I. Peran Apoteker Apoteker mempunyai tanggungjawab untuk berpartisipasi dalam program pengawasan infeksi pada sistem kesehatan. Tanggungjawab ini muncul dari pengetahuan yang dimiliki Apoteker tentang infeksi dan antibiotika serta perannya dalam mempengaruhi penulisan resep antibiotika. Tanggung jawab ini dijabarkan lebih lanjut meliputi :1. Mengurangi penyebaran infeksi dengan Berpartisipasi dalam Komite Pengendali Infeksi dirumah sakit, Memberikan saran tentang pemilihan antiseptik, desinfektan, Menyusun prosedur, kebijakan untuk mencegah, terkontaminasinya produk obat yang diracik di instalasi farmasi/apotek, Menyusun rekomendasi tentang penggantian, pemilihan alat-alat kesehatan injeksi, infus alat kesehatan yang digunakan untuk tujuan baik invasive maupun non-invasif, serta alat kesehatan balut yang digunakan di ruang perawatan, ruang tindakan, ICU (Anonim, 2005).2. Promosi penggunaan antibiotika secara rasional dengan bekerja sama dalam struktur Komite Farmasi dan Terapi menentukan jumlah dan tipe antibiotika yang beredar cukup untuk mengatasi infeksi sesuai dengan populasi pasien yang dilayani.
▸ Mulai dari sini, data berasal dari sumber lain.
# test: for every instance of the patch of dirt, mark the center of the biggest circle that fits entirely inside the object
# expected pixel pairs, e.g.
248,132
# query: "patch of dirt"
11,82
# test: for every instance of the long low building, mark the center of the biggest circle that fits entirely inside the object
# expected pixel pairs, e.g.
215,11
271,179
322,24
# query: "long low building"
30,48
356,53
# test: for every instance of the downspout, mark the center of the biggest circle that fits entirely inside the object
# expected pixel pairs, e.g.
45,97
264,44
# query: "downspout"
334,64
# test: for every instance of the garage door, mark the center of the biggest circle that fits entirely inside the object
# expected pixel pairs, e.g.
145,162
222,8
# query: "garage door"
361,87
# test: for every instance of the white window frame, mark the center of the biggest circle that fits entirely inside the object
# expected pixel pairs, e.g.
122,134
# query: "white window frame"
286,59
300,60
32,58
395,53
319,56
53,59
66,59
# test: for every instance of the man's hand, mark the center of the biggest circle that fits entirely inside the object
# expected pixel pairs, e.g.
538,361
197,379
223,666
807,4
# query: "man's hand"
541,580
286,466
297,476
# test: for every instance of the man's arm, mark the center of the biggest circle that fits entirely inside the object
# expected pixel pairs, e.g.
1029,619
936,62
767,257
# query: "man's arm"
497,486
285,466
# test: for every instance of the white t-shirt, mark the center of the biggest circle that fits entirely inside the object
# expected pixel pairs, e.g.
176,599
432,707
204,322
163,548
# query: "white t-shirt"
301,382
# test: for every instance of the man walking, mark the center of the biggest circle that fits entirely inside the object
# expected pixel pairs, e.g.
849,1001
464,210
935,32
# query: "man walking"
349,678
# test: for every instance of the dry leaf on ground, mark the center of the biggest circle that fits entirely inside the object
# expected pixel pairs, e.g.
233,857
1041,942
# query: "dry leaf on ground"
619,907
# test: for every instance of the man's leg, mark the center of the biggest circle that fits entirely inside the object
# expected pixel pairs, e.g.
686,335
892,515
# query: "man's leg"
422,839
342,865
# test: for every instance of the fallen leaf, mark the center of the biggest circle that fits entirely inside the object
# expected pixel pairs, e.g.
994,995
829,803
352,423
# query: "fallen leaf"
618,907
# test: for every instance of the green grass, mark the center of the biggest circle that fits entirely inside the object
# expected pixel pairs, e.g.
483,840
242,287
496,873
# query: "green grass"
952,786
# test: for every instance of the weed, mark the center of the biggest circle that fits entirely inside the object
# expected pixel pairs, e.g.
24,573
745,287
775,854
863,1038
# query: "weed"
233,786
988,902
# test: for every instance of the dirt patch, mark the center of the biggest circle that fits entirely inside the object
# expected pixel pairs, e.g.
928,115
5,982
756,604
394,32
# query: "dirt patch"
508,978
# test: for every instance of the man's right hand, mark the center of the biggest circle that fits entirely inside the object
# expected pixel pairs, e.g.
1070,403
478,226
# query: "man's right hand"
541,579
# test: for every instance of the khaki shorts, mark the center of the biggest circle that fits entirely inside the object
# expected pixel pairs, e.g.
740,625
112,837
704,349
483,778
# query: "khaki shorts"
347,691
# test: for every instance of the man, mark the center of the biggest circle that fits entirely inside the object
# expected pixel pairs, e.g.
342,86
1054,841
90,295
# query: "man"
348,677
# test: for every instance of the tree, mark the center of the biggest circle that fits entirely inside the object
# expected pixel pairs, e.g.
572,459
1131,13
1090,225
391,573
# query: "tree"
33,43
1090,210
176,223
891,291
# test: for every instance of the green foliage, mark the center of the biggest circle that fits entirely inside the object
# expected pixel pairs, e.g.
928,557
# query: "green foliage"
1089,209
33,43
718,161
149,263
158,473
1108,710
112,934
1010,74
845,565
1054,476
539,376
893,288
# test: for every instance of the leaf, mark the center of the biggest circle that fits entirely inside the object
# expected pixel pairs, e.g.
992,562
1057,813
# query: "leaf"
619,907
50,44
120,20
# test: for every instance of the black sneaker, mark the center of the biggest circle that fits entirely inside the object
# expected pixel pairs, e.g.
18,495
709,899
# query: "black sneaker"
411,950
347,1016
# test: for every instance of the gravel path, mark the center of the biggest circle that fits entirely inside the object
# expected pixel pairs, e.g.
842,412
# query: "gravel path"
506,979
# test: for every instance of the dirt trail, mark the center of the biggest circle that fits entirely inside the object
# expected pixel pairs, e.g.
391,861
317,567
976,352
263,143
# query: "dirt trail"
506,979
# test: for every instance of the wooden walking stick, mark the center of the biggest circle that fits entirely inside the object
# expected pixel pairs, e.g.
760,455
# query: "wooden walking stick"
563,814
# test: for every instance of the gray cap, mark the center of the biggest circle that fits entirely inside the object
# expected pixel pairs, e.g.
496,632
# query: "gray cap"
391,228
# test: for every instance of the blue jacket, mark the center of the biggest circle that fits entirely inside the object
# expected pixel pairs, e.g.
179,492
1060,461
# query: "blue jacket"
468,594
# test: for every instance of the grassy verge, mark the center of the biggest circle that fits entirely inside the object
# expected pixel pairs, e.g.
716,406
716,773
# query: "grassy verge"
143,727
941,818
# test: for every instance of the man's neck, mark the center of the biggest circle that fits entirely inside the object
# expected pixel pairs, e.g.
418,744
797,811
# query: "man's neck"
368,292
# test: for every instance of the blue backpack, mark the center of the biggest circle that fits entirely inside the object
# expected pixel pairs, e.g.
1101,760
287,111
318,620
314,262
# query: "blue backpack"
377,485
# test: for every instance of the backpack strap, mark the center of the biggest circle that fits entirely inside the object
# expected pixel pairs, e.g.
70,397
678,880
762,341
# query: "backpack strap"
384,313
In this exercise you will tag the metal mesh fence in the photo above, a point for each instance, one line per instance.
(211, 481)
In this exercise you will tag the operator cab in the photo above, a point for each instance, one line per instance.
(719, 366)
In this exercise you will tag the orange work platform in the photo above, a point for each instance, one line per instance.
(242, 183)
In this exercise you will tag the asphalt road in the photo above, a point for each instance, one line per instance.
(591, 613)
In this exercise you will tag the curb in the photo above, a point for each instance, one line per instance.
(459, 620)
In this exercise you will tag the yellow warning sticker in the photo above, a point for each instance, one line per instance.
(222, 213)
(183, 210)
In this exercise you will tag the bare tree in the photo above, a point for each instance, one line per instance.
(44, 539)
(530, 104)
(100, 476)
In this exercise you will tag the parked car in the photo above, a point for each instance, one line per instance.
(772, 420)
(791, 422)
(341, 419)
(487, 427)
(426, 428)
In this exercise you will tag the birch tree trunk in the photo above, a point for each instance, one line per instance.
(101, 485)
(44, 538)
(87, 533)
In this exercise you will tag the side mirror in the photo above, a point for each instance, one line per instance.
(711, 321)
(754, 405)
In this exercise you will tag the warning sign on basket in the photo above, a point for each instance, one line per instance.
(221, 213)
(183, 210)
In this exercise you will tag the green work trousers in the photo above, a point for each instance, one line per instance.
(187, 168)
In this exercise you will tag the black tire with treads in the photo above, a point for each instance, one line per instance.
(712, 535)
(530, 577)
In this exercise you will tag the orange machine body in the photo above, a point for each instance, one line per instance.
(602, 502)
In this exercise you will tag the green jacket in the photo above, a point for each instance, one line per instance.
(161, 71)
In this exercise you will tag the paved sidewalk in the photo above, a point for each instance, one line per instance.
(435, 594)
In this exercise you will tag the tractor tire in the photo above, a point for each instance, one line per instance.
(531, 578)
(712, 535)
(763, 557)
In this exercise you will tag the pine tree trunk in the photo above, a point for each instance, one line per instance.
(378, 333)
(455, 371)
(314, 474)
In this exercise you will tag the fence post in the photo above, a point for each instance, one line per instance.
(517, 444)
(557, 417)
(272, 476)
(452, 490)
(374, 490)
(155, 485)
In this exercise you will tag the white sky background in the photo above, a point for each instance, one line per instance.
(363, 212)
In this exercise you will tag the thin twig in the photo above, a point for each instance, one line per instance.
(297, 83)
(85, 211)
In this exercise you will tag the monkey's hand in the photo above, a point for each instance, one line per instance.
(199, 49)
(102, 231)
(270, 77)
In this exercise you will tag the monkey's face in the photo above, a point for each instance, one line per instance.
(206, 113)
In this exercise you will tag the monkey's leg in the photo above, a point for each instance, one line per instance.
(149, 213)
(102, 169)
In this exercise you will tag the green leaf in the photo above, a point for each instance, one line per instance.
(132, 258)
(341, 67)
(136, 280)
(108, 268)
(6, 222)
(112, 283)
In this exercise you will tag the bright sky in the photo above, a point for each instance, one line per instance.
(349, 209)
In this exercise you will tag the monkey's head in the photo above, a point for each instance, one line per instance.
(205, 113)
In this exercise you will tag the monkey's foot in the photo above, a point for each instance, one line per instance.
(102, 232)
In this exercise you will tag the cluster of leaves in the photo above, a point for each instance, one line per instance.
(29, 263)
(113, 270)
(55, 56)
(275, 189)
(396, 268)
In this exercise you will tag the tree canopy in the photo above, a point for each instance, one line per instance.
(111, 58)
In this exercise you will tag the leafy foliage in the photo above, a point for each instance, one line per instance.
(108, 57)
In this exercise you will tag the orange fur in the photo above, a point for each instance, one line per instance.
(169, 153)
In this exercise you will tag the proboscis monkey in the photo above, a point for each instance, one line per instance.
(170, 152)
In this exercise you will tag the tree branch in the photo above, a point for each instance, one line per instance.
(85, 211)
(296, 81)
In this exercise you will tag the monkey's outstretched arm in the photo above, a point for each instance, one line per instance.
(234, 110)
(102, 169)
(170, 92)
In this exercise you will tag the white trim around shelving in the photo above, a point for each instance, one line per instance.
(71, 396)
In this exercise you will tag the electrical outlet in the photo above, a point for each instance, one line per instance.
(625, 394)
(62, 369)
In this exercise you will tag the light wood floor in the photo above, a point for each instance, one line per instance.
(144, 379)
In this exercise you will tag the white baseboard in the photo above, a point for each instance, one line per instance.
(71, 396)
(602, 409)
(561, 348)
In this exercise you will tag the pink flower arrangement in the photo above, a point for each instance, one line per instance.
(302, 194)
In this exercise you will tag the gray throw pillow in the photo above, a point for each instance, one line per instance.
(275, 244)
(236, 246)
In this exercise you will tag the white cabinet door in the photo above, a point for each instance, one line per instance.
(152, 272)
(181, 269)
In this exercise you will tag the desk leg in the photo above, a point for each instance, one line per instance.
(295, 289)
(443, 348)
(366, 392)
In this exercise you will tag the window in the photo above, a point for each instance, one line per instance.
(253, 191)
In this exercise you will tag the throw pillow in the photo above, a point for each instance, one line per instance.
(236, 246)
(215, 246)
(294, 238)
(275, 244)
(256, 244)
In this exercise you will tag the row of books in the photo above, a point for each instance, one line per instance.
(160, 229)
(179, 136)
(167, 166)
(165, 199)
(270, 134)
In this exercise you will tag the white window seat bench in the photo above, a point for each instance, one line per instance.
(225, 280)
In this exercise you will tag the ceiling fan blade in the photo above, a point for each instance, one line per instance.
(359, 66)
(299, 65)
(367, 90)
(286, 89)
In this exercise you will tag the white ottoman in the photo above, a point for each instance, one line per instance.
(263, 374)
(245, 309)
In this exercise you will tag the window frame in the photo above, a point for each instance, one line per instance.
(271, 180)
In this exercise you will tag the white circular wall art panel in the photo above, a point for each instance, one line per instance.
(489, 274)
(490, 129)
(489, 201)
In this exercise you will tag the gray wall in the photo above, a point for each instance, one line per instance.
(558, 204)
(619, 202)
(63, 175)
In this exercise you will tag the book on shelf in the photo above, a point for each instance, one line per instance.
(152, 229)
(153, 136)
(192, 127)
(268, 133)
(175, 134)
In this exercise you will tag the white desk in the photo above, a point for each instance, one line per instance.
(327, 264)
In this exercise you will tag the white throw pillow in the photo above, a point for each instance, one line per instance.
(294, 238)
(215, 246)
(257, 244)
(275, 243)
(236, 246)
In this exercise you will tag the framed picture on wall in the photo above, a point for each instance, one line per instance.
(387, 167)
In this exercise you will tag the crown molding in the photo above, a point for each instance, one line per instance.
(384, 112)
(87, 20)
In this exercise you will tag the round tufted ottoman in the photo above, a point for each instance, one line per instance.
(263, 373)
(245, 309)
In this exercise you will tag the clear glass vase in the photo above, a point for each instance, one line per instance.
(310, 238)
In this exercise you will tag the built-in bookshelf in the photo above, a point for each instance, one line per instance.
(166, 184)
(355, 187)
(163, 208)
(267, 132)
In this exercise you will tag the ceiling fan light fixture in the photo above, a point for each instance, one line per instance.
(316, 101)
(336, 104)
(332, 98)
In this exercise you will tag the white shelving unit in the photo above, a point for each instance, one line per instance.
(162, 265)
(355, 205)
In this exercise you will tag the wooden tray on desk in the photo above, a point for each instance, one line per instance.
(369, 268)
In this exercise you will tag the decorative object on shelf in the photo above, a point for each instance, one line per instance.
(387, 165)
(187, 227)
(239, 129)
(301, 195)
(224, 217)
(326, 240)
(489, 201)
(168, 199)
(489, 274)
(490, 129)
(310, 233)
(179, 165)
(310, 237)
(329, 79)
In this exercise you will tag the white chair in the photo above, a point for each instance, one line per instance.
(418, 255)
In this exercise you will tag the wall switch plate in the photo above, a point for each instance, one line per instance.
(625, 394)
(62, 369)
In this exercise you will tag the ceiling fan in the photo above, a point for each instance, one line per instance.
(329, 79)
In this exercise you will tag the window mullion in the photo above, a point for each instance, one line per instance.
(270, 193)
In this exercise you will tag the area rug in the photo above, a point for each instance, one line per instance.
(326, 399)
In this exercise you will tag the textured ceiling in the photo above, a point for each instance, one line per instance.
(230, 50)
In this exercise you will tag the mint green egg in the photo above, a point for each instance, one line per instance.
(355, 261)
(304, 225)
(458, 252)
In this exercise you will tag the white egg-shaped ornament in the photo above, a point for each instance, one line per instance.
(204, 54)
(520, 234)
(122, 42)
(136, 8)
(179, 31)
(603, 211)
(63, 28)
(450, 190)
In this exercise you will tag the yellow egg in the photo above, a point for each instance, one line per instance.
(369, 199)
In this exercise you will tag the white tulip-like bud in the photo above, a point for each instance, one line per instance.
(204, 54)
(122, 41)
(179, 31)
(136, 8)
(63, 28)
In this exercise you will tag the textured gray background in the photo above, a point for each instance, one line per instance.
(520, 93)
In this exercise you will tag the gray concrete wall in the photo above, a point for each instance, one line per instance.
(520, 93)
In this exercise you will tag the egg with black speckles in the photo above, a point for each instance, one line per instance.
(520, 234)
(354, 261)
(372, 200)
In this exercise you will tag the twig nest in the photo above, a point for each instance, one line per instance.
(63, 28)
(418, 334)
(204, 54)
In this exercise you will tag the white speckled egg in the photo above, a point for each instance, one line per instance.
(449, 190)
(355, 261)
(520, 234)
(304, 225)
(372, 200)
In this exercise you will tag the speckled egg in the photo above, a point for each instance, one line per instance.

Prioritas diberikan untuk menyusun kebijakan tentang penggunaan antibiotika yang akan berdampak pada outcome terapi yang optimal di samping meminimalkan penyebaran strain mikroorganisme yang resisten, Menghimbau kerjasama multidisiplin dalam sistem kesehatan untuk memastikan bahwa penggunaan antibiotika untuk tujuan profilaksis, terapi empirik, maupun terapi definitif menghasilkan outcome yang optimal, Mendidik tenaga professional,pasien maupun masyarakat tentang infeksi dan antibiotika, Menyiapkan bulletin, newsletter, presentasi tentang seputar antibiotika dan penggunaannya yang rasional bagi petugas kesehatan, Memberikan edukasi, konseling kepada pasien tentang penggunaan antibiotika dan Berpartisipasi dalam program pendidikan kesehatan masyarakat yang bertujuan membatasi penyebaran penyakit infeksi (Anonim, 2005).

DAFTAR PUSTAKA

Anonim a, 2003, Pedoman Diagnosis dan Penatalaksanaan Pneumonia Nosokomial di Indonesia, Perhimpunan Dokter Paru Indonesia.

Anonim b, 2003, Pneumonia Komuniti: Pedoman Diagnosis dan Penatalaksanaan di Indonesia, Perhimpunan Dokter Paru Indonesia.

Anonim, 2005, Pharmaceutical Care untuk Infeksi Saluran Pernafasan, Direktorat Bina Farmasi dan Klinik, Direktoral Jenderal Bina Kefarmasian dan Alat Kesehatan, Departemen Kesehatan RI.

Jeremy, P.T. (2007). At Glance Sistem Respirasi. Edisi Kedua. Jakarta: Erlangga Medical Series. Hal. 76-77.

Kementerian Kesehatan RI, 2010, Buletin Jendela Epidemiologi Pneumonia Balita, Pusat Data dan Surveilans Epidemiologi, Volume 3, Depertemen Kesehatan RI.

Lutfiyya, M.N., Eric, H., and Linda, F,C., 2006, Diagnosis and Treatment of Community-Acquired Pneumonia, Journal, American Academy of Family Physicians.